Re: openvswitch/flow WAS ( Re: [rfc] Merging the Open vSwitch datapath
From: jamal <hidden>
Date: 2010-10-16 11:36:06
Jesse, I re-added the other address Ben put earlier on in case you missed it. yes, I have heard of TL;DR but unlike Alan Cox i find it hard to make a point in one sentence of 3 words - so please bear with me and read on. On Fri, 2010-10-15 at 14:35 -0700, Jesse Gross wrote:
You're right, at a high level, it appears that there is a bit of an overlap between bridging, tc, and Open vSwitch.
It looks like openvswitch rides on top of openflow, correct? earlier i was looking at openflow/datapath but gleaning openvswitch/datapath it still looks conceptually the same at the lower level.
However, in reality each is targeting a pretty different use case.
Sure, use cases differences typically map either to policy or extension/addition of a new mechanism. To clarify - you have the following approach per VM: -->ingress port --> filter match --> actions Did i get this right? You have a classifier that has 10 or so tuples. I could replicate it with the u32 classifier - but it could be argued that a brand new "hard-coded" classifier would be needed. You have a series of actions like: redirect/mirror to port, drop etc I can do most of these with existing tc actions and maybe replicate most (like the vlan, MAC address, checksum etc rewrites) with pedit action - but it could be argued that maybe one or more new tc actions are needed. Note: in linux, the above ingress port could be replaced with an egress port instead. Bridging and L3 come after the actions in the ingress path; and post that we have exactly the same approach of port->filter->action
Given that the design goals are not aligned, keeping separate things separate actually helps with overall simplicity.
In general i would agree with the simplicity sentiment - but i fail to see it so far. A lot of the complexity, such as your own proprietary headers for flows +actions, doesnt need to sit in the kernel. IOW, the semantics of openflow already exist albeit a different syntax. You can map the syntax to semantic in user space. This adheres to the principal of simple kernel and external policy. I am sure thats what you would need to do with openflow on top of an ASIC chip for example, no? I can see from the website you already run on top of broadcom and marvel...
Where there is overlap, I am certainly happy to see common functionality reused: for example, Open vSwitch uses tc for its QoS capabilities.
Refer to above.
In the future, I expect there to be an even clearer delineation between the various components. One of the primary use cases of Open vSwitch at the moment is for virtualized data center networking but a few of the other potential uses that have been brought up include security processing (involving sending traffic of interest to userspace) and configuring SR-IOV NICs (to appropriately program rules in hardware). You can see how each of these makes sense in the context of a virtual switch datapath but less so as a set of tc actions.

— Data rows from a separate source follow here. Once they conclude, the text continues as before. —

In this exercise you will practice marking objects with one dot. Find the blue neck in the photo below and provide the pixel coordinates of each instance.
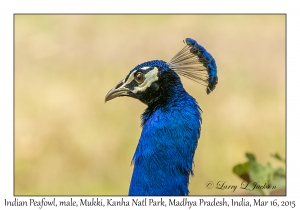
(164, 155)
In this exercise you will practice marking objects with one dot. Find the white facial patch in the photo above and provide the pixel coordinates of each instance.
(150, 77)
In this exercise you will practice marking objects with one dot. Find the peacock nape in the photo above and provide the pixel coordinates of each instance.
(171, 124)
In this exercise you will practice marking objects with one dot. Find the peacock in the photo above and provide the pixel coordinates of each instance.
(171, 123)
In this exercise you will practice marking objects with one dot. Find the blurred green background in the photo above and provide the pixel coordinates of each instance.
(69, 142)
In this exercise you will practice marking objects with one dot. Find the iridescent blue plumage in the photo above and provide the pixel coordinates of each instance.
(172, 121)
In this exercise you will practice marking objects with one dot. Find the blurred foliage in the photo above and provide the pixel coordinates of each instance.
(261, 178)
(69, 142)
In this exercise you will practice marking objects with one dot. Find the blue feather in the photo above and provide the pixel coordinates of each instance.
(163, 160)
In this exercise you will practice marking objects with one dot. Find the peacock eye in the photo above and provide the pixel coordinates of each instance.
(139, 77)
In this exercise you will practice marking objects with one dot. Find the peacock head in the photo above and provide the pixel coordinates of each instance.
(152, 79)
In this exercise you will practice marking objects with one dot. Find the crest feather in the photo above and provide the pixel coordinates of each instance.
(196, 63)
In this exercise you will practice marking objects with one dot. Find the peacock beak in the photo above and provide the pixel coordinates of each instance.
(117, 91)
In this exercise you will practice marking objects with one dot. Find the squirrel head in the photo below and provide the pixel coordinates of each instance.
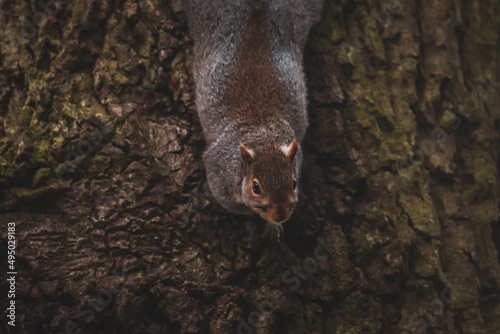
(269, 184)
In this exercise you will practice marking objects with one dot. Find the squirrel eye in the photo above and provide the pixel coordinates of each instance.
(255, 188)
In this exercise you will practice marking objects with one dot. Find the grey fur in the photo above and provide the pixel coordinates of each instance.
(218, 28)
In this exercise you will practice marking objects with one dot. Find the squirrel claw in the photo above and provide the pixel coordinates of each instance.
(274, 232)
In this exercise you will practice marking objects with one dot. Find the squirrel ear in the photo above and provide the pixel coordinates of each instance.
(246, 154)
(290, 150)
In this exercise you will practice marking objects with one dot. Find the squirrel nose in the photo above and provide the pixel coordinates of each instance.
(279, 214)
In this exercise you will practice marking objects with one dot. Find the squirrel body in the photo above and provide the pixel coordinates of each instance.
(251, 99)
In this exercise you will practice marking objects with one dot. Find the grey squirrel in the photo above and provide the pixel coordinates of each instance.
(251, 99)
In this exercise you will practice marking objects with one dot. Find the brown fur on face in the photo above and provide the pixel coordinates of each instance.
(274, 172)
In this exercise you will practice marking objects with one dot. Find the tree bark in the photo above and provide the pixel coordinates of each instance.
(101, 171)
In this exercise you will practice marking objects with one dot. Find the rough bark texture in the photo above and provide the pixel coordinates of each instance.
(400, 174)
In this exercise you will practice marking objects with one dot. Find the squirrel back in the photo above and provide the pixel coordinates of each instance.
(251, 99)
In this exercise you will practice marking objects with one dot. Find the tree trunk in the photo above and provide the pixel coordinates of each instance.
(100, 170)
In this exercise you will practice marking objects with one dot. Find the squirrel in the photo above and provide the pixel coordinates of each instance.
(251, 99)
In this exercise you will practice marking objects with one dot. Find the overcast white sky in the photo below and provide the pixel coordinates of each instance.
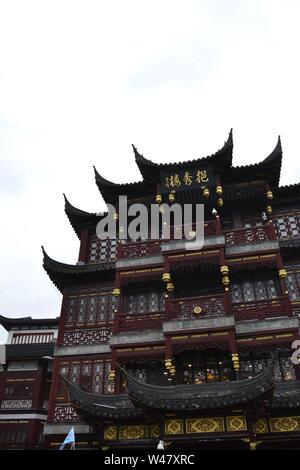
(82, 80)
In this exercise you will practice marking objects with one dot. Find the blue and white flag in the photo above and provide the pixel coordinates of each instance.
(70, 439)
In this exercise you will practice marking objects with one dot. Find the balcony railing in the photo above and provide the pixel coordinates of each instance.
(196, 307)
(261, 309)
(138, 249)
(246, 236)
(141, 249)
(146, 321)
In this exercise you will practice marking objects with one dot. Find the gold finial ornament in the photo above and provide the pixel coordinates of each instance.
(236, 361)
(197, 310)
(219, 190)
(171, 197)
(269, 210)
(282, 273)
(170, 286)
(206, 192)
(112, 376)
(224, 270)
(166, 277)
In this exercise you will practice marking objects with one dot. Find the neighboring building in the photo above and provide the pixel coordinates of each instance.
(195, 324)
(25, 378)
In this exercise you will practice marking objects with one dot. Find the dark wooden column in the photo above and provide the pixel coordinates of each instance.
(53, 389)
(84, 242)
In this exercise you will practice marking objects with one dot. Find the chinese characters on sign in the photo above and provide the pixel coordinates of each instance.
(186, 179)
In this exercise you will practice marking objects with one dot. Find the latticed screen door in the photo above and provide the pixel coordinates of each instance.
(288, 226)
(249, 291)
(293, 285)
(145, 302)
(102, 250)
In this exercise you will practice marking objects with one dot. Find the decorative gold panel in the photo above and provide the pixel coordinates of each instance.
(154, 431)
(285, 424)
(110, 433)
(261, 426)
(174, 426)
(204, 425)
(133, 432)
(236, 423)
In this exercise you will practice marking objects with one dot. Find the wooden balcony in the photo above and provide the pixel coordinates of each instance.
(252, 235)
(191, 308)
(146, 321)
(145, 248)
(138, 249)
(262, 309)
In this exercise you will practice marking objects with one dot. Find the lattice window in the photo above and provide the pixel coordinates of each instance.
(108, 385)
(288, 226)
(75, 373)
(98, 377)
(293, 285)
(64, 371)
(91, 308)
(81, 310)
(272, 291)
(249, 291)
(102, 307)
(86, 376)
(102, 250)
(92, 305)
(71, 310)
(145, 302)
(113, 306)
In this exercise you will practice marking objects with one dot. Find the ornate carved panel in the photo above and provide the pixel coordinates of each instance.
(236, 423)
(174, 426)
(203, 425)
(91, 308)
(65, 413)
(287, 225)
(102, 250)
(285, 424)
(261, 426)
(154, 431)
(94, 336)
(133, 432)
(16, 404)
(110, 433)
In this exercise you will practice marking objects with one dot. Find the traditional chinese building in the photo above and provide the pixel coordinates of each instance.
(25, 379)
(192, 347)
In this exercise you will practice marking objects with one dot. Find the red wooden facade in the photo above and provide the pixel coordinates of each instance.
(173, 316)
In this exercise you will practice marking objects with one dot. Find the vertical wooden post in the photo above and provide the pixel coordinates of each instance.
(84, 242)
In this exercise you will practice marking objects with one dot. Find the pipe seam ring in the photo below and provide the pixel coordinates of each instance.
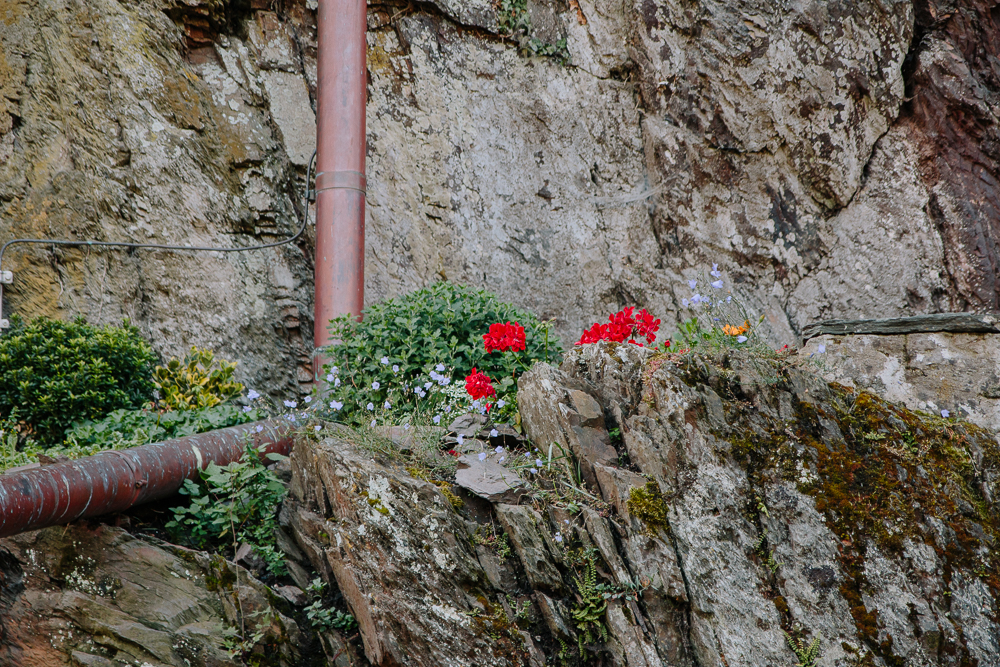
(341, 180)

Unless i am misunderstanding - these are clearly more control extensions but I dont see any of it needing to be in the kernel. It is all control path stuff. i.e something in user space (maybe even in a hypervisor) that is aware of the virtualization creates, destroys and manages the VMs (SR-IOV etc) and then configures per-VM flows whether directly in the kernel or via some ethtool or other interface to the NIC.
So, in short, I don't see this as something lacking in Linux, just complementary functionality.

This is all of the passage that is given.